Dubai is well-known for its technological prowess and – we can say with confidence – it is the most developed country in the Middle East.

They made huge investments in flying vehicles over the last few years and these could be an exciting addition to the Dubai sky very soon, but until that happens, they will stick to using smaller versions – drones.

People mostly use drones for fun – as a hobby or for taking photographs and videos from above. However, new purposes for drones are constantly discovered, such as drone racing, falcon training, livestock monitoring, surveillance, and in search and rescue missions. They are also used for media monitoring and in the manufacturing industry for inspections on the field.

People tend to turn to drones mostly because of their precision, easy navigation, and – naturally – the cost. Everything mentioned above would otherwise be done by a satellite or helicopter, so drones are a significantly cheaper investment.
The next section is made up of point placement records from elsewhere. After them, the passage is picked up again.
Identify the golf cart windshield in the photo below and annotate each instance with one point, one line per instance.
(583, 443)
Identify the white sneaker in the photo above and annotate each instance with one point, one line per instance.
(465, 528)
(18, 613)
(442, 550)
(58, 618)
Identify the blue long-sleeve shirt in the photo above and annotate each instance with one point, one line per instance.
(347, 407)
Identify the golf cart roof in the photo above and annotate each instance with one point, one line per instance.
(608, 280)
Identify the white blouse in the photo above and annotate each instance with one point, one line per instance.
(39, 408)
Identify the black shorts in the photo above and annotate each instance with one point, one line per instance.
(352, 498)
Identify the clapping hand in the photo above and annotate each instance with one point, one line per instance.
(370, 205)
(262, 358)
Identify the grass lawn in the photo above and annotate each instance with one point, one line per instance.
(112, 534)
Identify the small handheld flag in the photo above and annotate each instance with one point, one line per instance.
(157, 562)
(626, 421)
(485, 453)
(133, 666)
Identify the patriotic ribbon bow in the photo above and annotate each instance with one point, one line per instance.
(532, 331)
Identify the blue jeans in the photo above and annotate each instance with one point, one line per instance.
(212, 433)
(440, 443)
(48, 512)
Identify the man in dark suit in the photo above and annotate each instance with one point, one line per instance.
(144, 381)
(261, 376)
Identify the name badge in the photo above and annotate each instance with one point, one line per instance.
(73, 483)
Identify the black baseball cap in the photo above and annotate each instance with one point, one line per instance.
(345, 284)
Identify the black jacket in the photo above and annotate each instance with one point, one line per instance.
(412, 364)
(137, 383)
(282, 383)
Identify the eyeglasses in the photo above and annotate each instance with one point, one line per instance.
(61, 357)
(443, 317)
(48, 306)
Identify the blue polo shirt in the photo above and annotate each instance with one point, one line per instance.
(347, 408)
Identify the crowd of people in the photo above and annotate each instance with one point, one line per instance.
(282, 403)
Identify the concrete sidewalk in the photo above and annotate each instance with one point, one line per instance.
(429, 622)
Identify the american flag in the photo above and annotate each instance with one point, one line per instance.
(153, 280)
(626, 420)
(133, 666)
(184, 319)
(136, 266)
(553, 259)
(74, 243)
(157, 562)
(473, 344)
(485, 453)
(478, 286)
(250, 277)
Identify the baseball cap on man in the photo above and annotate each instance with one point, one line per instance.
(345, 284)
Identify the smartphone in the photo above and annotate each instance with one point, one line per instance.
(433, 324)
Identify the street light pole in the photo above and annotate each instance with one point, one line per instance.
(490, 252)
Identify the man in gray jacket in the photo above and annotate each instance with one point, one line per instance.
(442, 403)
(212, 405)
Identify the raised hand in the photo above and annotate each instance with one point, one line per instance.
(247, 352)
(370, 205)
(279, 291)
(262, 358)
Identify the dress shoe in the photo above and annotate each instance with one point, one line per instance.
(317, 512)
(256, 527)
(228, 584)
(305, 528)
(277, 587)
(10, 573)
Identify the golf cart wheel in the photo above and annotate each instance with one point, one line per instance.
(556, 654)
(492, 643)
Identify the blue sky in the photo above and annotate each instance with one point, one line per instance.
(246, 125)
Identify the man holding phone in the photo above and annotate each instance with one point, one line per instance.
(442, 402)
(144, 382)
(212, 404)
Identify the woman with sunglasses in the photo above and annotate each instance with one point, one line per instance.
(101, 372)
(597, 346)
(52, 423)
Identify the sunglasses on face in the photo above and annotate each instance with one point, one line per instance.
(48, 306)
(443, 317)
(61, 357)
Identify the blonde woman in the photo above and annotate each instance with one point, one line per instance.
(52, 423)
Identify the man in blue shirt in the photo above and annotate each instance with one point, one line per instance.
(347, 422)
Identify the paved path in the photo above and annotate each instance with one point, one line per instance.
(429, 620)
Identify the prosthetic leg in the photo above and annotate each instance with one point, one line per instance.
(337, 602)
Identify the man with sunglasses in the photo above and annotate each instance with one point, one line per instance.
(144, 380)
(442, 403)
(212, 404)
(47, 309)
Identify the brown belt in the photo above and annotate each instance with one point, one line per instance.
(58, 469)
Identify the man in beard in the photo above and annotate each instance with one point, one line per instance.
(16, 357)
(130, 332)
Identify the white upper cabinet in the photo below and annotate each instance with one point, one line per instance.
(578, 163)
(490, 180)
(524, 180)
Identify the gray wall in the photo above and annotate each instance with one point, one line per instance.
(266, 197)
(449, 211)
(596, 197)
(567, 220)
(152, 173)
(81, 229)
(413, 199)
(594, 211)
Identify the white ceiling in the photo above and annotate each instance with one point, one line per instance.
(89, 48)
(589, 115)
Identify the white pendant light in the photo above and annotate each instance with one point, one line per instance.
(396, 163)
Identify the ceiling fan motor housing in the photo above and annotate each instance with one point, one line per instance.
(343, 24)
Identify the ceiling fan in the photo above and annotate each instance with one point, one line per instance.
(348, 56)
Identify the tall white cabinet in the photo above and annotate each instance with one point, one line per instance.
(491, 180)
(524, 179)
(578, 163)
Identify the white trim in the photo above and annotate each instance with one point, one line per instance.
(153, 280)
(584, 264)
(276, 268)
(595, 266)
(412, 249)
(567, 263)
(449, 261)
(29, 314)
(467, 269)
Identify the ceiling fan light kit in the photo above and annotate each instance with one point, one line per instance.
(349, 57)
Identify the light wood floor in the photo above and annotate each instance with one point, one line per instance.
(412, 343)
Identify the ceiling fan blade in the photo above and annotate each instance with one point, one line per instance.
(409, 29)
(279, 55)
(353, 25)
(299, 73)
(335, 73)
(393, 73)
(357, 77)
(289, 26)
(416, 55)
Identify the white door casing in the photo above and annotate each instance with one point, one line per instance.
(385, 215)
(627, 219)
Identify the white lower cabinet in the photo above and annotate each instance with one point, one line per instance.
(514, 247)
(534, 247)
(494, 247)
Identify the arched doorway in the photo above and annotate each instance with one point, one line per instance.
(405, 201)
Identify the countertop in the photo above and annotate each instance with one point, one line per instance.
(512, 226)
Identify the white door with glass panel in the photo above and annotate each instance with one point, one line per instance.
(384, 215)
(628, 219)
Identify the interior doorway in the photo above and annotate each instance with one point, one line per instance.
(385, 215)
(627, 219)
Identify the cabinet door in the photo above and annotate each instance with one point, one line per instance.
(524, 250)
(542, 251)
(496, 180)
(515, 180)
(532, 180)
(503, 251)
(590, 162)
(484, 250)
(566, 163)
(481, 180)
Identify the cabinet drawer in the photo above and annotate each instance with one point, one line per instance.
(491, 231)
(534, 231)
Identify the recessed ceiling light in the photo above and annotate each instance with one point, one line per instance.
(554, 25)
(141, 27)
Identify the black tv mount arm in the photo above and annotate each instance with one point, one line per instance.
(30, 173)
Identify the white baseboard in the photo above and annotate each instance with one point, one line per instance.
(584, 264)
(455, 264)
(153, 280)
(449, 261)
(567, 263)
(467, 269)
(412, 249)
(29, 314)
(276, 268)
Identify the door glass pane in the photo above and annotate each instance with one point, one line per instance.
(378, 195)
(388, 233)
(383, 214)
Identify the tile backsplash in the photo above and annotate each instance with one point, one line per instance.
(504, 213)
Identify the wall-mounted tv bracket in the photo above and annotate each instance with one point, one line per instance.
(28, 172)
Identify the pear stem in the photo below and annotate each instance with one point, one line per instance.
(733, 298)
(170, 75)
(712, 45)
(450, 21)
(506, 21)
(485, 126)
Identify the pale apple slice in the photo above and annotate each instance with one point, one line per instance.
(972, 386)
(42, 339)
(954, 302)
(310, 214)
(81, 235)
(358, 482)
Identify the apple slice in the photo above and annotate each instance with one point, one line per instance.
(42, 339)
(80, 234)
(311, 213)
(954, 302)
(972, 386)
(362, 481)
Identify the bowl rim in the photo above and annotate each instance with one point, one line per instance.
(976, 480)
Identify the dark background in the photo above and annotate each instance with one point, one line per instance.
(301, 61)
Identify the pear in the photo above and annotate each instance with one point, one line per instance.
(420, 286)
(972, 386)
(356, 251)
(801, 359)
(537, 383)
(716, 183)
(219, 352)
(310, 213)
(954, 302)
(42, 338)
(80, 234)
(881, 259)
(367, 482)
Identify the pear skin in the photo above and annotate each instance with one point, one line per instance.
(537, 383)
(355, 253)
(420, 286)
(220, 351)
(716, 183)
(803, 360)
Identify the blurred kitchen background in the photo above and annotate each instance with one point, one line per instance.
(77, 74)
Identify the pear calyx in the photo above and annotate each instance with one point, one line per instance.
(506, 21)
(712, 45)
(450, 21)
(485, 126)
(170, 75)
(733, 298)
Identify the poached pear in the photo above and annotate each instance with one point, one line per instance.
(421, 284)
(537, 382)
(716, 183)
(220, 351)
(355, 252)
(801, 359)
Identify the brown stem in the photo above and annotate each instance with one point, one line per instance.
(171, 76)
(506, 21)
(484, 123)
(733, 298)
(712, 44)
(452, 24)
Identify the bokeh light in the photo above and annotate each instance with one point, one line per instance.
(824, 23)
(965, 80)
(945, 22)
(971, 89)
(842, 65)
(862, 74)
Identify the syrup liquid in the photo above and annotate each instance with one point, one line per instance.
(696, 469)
Vice-President of market research and analysis services provider AMRB, Sukhdev Singh, predicts the drone market is going to reach critical mass in the near future. He said:

“Robust growth is expected in use cases related to inventory management, and in the utilities, oil and gas industries in the Middle East and Africa with drones being used for monitoring and inspection purposes.
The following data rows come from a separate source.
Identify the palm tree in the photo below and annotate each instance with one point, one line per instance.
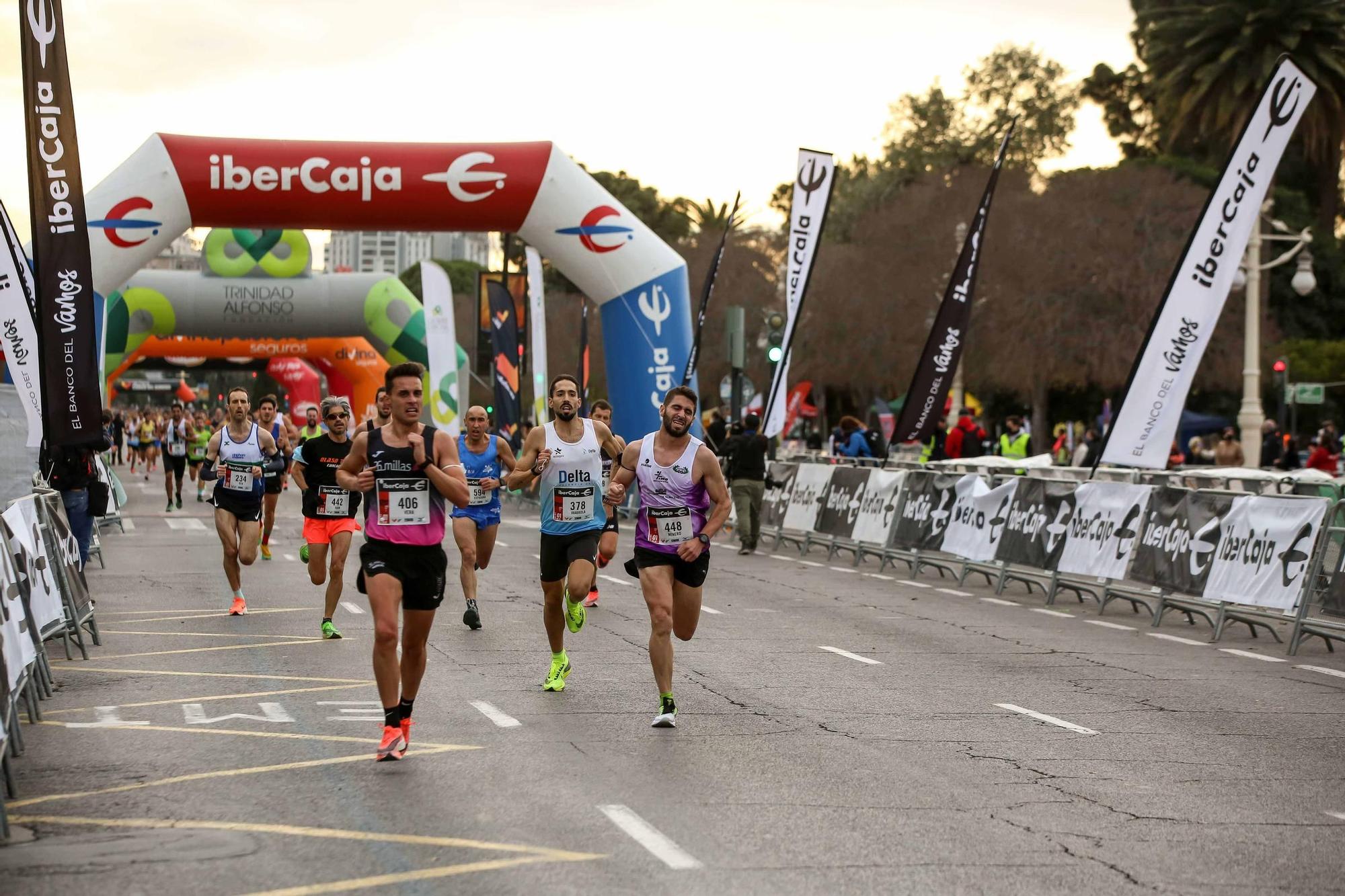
(1210, 61)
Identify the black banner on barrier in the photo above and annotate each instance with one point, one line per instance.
(72, 396)
(1180, 538)
(778, 494)
(1038, 522)
(841, 501)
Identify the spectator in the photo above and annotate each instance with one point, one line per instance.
(746, 454)
(966, 439)
(1229, 451)
(852, 442)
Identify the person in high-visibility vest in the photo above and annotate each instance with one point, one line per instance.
(1013, 444)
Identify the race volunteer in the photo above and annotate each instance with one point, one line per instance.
(329, 509)
(567, 458)
(485, 458)
(679, 479)
(412, 470)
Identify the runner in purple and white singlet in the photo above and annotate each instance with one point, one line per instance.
(680, 479)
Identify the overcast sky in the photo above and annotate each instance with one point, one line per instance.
(697, 97)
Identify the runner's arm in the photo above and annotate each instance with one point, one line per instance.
(353, 475)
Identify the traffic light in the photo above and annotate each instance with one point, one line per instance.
(775, 337)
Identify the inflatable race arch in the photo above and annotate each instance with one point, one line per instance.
(533, 189)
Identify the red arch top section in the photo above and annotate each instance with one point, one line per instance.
(358, 186)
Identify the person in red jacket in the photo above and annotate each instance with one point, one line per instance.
(966, 439)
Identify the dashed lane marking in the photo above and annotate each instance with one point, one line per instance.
(1179, 639)
(650, 837)
(1108, 624)
(1050, 720)
(492, 712)
(849, 655)
(1252, 655)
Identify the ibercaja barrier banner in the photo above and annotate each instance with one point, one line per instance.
(806, 498)
(1038, 524)
(1180, 540)
(841, 501)
(1104, 529)
(1266, 549)
(779, 487)
(1167, 362)
(67, 300)
(978, 518)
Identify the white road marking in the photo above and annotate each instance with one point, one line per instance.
(496, 715)
(650, 837)
(1050, 720)
(1324, 670)
(1108, 624)
(1252, 655)
(849, 655)
(1180, 641)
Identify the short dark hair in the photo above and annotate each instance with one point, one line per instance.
(687, 392)
(551, 388)
(406, 369)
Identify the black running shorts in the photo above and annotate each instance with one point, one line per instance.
(688, 573)
(559, 552)
(420, 568)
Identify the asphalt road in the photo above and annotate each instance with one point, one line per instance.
(237, 754)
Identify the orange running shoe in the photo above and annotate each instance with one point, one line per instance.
(393, 744)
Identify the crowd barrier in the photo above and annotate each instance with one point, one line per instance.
(1245, 548)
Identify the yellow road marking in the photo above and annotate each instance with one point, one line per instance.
(325, 833)
(200, 650)
(224, 772)
(208, 697)
(169, 671)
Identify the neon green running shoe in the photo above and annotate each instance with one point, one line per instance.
(560, 671)
(575, 612)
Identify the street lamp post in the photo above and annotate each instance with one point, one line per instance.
(1252, 415)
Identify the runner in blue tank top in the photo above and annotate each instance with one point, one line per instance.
(486, 459)
(680, 478)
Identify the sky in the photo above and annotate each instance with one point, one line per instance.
(696, 97)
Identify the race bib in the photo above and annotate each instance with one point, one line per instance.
(670, 525)
(239, 478)
(478, 494)
(403, 502)
(574, 505)
(333, 501)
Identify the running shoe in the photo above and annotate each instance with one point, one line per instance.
(575, 614)
(668, 715)
(560, 671)
(393, 744)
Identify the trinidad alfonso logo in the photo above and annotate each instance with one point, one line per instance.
(592, 227)
(118, 220)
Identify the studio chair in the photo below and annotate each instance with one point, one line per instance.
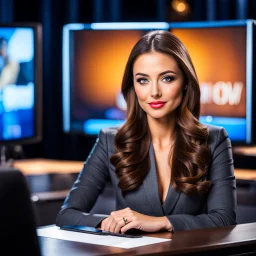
(18, 225)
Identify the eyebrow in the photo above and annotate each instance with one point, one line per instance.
(162, 73)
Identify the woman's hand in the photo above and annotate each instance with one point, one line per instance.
(116, 222)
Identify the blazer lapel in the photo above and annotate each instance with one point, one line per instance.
(170, 201)
(150, 185)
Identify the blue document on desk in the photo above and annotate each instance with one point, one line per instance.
(115, 241)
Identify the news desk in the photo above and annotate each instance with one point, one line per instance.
(231, 240)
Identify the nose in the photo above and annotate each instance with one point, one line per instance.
(155, 92)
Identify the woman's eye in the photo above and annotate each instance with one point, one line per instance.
(142, 80)
(168, 79)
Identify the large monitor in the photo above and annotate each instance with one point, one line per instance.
(94, 57)
(20, 83)
(222, 53)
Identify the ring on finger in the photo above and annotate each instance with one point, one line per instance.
(125, 220)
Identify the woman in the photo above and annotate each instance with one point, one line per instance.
(169, 171)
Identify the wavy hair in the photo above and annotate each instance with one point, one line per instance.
(190, 156)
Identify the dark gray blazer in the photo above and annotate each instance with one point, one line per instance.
(216, 208)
Drones will also be rapidly implemented in use cases related to precision mapping as well as in agriculture, not just for monitoring, but to also assess crop health, field drainage and irrigation requirements.”
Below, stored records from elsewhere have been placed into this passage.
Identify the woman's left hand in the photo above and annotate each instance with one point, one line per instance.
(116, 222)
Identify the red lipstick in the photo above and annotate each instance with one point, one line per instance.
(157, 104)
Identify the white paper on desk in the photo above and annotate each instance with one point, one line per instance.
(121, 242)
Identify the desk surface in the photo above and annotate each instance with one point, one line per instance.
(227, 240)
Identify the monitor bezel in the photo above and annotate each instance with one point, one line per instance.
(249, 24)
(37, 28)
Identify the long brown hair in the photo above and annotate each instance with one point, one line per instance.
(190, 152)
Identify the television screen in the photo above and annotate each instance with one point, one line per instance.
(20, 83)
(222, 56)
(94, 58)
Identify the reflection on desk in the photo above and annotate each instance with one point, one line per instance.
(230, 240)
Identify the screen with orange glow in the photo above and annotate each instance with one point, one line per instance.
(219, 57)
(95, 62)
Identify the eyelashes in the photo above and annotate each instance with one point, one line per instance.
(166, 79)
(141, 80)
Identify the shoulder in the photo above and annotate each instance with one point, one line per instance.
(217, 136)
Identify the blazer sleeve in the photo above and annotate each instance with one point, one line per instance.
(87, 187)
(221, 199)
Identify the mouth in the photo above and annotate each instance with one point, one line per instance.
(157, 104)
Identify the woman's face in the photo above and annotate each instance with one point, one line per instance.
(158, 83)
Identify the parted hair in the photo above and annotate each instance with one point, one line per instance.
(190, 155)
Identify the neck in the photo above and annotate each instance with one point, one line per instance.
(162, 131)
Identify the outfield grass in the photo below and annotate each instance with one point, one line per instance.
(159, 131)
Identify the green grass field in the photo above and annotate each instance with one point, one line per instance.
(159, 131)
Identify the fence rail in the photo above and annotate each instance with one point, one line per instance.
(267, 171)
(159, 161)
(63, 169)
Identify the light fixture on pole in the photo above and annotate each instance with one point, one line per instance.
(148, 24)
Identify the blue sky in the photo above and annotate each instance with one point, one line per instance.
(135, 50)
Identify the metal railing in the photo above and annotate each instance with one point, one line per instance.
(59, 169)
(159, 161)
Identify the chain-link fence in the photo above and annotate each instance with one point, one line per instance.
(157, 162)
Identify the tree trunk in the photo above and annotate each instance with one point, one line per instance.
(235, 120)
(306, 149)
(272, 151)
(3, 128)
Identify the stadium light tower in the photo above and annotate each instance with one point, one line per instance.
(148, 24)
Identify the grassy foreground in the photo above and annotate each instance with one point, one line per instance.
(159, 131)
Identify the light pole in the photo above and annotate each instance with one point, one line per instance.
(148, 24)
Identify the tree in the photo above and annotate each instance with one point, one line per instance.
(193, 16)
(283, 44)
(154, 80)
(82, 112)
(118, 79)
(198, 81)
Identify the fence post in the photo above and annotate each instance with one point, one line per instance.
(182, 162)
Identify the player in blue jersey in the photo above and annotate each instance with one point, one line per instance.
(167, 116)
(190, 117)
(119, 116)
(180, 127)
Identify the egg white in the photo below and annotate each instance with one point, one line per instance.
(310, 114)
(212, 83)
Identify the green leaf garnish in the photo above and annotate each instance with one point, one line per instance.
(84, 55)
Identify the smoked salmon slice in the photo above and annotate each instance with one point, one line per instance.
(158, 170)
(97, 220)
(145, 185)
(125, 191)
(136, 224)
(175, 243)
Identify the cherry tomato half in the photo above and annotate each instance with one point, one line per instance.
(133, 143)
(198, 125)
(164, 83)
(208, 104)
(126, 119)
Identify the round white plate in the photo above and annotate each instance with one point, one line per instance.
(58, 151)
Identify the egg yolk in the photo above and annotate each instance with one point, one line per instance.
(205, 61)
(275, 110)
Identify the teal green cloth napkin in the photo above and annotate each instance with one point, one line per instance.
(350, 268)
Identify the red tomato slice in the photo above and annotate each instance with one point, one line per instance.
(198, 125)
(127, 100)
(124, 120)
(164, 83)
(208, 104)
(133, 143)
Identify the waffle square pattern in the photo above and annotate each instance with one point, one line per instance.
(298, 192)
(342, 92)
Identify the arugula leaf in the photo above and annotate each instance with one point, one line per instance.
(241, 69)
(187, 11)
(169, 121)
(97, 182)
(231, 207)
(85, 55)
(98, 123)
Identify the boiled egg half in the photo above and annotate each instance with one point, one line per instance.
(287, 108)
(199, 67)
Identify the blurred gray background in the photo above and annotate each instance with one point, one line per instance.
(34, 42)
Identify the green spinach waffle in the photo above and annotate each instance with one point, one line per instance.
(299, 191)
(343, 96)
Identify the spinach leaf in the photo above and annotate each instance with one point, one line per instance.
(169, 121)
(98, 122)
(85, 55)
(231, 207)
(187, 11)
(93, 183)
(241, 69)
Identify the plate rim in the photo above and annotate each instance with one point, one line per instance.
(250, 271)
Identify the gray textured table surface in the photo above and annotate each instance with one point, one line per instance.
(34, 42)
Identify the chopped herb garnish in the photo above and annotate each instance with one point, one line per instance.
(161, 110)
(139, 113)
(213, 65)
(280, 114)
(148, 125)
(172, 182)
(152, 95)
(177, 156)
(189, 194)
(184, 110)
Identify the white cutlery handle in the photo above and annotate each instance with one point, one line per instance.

Meanwhile, consulting company Strategy& recently produced a report which indicates that the drone market in the Gulf Cooperation Council is expected to reach $1.5 billion by 2022. Ramzi Khoury from Strategy& Middle East said:

“Airspace regulators are aware of the growth of drone technology, and are searching for balance between public safety and economic efficiency. Progress of drone legislation and regulation in the GCC is uneven, and therefore the main purpose of the drone traffic control centre is to serve as a centralised authority to manage drone traffic and ensure regulation is followed.”

The sensors attached to drones can capture an impressive amount of different data which can facilitate the digitalisation of numerous industries and enable the conducting of a variety of research. One use for drones that is currently being researched is extending cellular reception to remote areas, such as the desert. This would enable rescue services to locate people that get lost in these areas.